Rob Dietz and Dan O’Neil, Earthscan, 2013

This book opens with 4 pages of praise for it from a selection of well-qualified reviewers. I can only add my name to these!

Part I has 4 chapters questioning aspects of ‘enough’, with Part II consisting of 11 chapters discussing ‘Enough …” – Throughput, People, Inequality, Debt, etc.

I found that I could wholeheartedly agree with them on all counts, with just two minor reservations. The first is that under ‘Enough Debt’, though they discuss the ‘three functions’ of money: medium of exchange, unit of account, and store of value, and go on to advocate debt-free money creation by the State, alongside local currencies and a neutral international currency, they do not discuss the 4th function of money, currently the most damaging one: as the source of power of the ‘1%’ – or rather, the 0.01% - over the media, politicians, economics teaching, etc., and how this underlies the promotion of perpetual ‘ecconomic growth’ to avoid recession or worse, because of the debt-based, debt escalating system of money creation they profit from.

The other reservation is that when they discuss ‘Enough Unemployment’, though they suggest that ‘full employment’ could be kept up in an economy limited to ‘enough’ by rreducing hours, they do not question the aim of the continuation of wage-slavery, or the possibility of separating the need for basic income, enough to get by on, from any demand for ‘employment’, so freeing people to choose how they spend their time – earning more, raising children, researching, craftwork - paid or purely for its own sake, caring for old/disabled relatives/friends, studying, starting/joining a cooperative, doing what is now termed ‘voluntary work’, … or enjoying leisure until some need for other occupation is recognised. The whole concept of ‘full-/un-employment’ needs to be challenged. Since the start of the ‘industrial revolution’, machines have been progressively reducing the need for human labour to meet humanity’s real needs; and the ‘freeconomy’ can provide much of what humans need, without using money, if people are freed from wage-slavery.

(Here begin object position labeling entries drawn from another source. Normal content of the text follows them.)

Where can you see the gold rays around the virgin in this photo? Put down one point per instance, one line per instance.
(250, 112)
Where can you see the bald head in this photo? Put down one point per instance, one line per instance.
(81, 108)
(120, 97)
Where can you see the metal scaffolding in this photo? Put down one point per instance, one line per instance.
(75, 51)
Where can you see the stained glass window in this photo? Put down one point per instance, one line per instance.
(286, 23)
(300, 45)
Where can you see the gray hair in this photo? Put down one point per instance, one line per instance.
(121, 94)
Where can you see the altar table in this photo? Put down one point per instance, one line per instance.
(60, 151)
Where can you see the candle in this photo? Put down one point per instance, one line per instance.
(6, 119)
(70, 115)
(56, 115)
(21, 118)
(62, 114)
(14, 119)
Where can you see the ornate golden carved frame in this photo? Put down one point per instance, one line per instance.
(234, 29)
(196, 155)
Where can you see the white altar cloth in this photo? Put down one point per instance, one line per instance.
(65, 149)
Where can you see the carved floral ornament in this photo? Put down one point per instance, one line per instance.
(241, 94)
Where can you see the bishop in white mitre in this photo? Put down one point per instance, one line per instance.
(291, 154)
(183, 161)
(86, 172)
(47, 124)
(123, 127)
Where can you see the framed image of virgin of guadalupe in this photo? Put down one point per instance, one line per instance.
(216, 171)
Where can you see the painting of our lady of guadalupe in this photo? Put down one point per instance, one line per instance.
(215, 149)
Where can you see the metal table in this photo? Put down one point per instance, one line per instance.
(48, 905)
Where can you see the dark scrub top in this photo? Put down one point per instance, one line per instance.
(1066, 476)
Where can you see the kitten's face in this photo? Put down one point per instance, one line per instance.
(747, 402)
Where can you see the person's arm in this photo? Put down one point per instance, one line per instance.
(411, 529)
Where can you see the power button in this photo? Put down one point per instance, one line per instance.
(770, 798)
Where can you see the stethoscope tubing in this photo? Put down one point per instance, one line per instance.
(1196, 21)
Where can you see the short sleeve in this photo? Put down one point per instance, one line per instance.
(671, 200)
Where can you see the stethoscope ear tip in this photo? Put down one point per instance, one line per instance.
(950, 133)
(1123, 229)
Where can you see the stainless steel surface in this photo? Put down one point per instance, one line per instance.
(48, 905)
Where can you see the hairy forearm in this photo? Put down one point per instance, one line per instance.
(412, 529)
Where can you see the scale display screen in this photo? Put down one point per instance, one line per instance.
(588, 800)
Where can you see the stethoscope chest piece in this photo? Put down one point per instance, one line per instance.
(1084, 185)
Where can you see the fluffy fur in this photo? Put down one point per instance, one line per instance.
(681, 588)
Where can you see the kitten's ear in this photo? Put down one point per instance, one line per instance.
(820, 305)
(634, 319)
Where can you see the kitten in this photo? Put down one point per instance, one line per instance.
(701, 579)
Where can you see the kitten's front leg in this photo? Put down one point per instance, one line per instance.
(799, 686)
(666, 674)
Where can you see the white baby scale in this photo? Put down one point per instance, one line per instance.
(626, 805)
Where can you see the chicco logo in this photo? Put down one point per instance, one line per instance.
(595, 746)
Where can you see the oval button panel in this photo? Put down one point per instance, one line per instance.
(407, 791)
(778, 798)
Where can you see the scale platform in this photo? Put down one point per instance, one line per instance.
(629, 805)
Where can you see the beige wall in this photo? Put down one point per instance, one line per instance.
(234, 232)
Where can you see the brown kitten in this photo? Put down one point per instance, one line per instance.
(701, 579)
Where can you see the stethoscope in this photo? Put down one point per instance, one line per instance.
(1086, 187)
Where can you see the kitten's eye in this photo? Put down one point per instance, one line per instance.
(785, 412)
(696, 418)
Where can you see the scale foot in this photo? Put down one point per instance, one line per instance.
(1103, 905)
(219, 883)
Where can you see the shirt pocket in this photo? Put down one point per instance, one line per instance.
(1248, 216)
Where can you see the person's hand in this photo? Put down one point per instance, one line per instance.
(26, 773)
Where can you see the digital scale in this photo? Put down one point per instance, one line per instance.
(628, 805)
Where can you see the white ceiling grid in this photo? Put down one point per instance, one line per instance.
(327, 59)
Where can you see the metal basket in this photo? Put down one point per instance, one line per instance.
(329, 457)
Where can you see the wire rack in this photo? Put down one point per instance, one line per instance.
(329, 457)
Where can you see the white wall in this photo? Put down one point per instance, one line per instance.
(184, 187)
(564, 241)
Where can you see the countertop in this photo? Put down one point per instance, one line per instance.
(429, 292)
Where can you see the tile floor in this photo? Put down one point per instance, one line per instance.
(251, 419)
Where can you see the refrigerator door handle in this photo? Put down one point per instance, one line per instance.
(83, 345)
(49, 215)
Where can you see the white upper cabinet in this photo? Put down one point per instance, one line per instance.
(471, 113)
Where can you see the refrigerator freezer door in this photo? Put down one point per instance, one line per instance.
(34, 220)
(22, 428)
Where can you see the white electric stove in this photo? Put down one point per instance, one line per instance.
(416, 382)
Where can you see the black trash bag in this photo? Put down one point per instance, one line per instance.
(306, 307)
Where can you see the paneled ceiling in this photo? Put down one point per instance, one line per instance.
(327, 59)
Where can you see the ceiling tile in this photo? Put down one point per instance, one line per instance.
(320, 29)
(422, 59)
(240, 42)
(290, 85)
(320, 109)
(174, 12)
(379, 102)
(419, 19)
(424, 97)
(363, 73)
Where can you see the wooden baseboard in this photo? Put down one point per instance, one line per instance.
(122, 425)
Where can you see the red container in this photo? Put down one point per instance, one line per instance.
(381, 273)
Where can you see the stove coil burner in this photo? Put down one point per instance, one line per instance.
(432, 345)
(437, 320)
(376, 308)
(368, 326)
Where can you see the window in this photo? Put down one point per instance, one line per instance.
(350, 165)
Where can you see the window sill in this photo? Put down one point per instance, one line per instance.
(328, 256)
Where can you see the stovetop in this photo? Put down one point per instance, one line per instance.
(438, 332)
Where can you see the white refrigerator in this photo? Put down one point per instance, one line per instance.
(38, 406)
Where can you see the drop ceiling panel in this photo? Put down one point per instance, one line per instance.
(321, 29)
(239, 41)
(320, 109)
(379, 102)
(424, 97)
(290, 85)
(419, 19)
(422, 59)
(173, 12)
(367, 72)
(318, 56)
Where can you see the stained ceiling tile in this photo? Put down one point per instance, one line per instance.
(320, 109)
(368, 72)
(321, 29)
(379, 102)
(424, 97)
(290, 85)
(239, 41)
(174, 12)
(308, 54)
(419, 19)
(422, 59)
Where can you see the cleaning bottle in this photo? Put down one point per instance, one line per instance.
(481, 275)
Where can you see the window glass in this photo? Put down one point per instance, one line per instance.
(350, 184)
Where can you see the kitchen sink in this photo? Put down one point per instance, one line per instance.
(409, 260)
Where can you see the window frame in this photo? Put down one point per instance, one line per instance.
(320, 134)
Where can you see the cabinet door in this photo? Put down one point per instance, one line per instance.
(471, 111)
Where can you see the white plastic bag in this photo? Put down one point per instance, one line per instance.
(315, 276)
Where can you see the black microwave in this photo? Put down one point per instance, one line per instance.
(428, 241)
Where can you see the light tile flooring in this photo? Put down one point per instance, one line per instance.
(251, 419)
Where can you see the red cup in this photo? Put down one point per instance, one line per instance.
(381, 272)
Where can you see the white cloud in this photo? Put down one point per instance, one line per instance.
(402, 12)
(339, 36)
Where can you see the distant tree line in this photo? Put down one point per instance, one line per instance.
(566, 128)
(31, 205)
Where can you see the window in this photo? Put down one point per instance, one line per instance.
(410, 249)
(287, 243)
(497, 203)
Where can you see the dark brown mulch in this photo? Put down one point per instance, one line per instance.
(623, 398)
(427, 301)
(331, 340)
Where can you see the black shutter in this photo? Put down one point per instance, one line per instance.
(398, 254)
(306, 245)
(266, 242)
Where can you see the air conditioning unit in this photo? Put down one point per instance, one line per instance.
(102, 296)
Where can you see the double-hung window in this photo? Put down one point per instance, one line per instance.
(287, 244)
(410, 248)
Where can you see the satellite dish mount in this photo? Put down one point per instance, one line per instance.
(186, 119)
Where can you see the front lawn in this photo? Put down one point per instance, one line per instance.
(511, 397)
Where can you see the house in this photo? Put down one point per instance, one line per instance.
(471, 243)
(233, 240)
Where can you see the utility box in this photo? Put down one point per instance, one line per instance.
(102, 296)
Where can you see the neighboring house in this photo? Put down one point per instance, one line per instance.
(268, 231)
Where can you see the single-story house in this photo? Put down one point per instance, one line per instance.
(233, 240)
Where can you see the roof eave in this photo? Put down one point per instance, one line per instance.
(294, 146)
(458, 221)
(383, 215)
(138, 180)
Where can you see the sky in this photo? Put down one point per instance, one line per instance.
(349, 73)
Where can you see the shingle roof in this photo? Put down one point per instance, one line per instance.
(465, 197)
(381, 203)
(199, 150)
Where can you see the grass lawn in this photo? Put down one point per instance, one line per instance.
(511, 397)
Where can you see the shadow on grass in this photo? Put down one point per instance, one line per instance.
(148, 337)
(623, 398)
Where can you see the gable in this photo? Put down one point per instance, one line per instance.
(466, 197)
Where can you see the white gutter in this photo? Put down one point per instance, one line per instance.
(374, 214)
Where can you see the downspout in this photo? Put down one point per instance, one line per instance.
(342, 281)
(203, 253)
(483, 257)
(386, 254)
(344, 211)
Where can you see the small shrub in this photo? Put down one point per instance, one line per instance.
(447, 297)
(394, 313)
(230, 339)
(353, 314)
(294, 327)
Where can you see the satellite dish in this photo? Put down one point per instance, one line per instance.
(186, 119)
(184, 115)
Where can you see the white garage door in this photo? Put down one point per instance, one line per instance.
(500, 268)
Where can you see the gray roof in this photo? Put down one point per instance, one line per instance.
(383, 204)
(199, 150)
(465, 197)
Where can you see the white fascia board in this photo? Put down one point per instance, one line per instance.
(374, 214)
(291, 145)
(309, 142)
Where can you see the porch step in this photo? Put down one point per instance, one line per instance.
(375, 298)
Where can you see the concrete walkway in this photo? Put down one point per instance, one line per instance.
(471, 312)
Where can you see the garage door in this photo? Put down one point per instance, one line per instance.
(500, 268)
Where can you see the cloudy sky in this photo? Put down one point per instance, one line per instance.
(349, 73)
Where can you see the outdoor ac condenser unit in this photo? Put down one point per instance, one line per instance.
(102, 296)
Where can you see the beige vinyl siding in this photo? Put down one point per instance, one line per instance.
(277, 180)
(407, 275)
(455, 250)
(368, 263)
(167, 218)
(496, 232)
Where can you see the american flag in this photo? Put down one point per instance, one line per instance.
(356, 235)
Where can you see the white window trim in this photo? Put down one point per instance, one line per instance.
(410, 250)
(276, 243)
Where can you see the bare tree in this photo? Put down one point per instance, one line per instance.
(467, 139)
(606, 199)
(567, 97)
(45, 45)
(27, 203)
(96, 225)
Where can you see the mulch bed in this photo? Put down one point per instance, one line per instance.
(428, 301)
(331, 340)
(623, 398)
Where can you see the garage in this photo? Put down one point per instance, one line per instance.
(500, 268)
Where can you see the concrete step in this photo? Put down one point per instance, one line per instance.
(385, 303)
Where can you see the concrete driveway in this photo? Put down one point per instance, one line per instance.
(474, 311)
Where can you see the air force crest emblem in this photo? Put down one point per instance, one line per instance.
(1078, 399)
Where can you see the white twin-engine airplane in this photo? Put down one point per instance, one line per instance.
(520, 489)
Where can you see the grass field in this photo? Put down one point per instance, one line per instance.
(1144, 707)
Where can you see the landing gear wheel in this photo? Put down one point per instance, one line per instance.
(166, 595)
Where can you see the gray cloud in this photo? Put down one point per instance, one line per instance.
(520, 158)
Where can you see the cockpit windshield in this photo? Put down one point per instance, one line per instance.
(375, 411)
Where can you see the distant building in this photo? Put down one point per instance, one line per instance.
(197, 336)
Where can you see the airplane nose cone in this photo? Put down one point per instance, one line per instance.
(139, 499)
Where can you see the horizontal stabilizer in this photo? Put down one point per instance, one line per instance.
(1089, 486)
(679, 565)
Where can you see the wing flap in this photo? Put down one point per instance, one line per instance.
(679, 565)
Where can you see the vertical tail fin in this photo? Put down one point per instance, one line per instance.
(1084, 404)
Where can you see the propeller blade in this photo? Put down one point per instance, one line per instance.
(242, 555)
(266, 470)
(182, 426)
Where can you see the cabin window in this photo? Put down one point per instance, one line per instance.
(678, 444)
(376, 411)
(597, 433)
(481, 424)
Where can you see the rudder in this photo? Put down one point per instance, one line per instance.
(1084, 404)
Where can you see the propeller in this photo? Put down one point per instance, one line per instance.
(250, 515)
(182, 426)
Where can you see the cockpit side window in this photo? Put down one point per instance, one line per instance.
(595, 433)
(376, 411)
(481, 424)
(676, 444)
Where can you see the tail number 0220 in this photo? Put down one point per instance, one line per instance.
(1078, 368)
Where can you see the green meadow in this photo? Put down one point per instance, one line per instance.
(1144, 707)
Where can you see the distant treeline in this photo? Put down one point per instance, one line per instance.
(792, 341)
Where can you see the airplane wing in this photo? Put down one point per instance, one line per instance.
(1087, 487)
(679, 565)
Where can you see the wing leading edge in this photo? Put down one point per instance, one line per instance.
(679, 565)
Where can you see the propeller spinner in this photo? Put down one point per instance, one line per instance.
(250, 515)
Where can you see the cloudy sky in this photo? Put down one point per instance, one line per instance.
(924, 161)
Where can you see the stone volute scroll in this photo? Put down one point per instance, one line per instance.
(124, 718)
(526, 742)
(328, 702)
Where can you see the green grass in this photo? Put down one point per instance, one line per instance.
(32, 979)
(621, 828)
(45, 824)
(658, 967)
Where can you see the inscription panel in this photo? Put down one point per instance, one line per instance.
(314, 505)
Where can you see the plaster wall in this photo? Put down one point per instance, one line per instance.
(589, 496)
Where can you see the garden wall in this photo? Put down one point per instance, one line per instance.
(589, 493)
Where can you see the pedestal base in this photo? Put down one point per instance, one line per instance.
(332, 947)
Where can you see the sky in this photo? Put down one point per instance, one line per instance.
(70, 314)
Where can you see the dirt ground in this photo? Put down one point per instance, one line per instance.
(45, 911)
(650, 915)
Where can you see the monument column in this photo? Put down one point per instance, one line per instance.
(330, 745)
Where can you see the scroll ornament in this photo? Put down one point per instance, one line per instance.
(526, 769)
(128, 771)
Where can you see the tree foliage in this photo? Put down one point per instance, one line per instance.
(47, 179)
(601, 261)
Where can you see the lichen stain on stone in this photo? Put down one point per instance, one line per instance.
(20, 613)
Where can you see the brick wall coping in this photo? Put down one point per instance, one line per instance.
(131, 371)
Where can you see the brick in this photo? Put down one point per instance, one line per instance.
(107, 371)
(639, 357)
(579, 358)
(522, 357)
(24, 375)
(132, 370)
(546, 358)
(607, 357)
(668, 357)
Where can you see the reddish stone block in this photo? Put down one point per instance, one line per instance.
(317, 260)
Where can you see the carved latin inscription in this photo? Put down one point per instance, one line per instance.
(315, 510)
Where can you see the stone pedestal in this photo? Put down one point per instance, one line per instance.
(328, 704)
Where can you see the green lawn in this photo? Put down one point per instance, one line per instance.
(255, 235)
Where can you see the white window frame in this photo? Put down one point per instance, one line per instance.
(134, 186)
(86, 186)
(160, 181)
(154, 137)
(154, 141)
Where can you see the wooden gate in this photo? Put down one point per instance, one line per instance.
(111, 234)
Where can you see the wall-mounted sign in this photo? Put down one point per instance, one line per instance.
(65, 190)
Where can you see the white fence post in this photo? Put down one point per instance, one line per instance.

The demands for ‘economic growth’ and ‘full employment’ are linked, and cynically promoted by the power elite to divert attention from the realities so well listed and described in this book. Instead of ‘Enough Unemployment’, there should have been a chapter on ‘Enough Wage-slavery’! – and/or ‘Enough Capitalism’.

The authors’ final chapter, ‘Enough Waiting’, argues the need for a cultural shift to ‘enough’. This is certainly needed, and must be encouraged, but the overriding need is an overwhelming popular demand to end the private banks’ privilege of money-creation along with interest-bearing debt, and in place of it, a government duty to create-and-spend as much money into circulation as society needs, then to adjust the total up or down as the needs change. Break the Money Masters’ power!

In sum: after reading this book, no-one should doubt that, at least in the ‘advanced’ economies, ‘enough’ is a far better aim than ‘more’. We are gaining more stress, illness and unhappiness along with more, poor quality, short-lived goods! We badly need ‘degrowth’, but this must be accompanied with fair shares; more equality.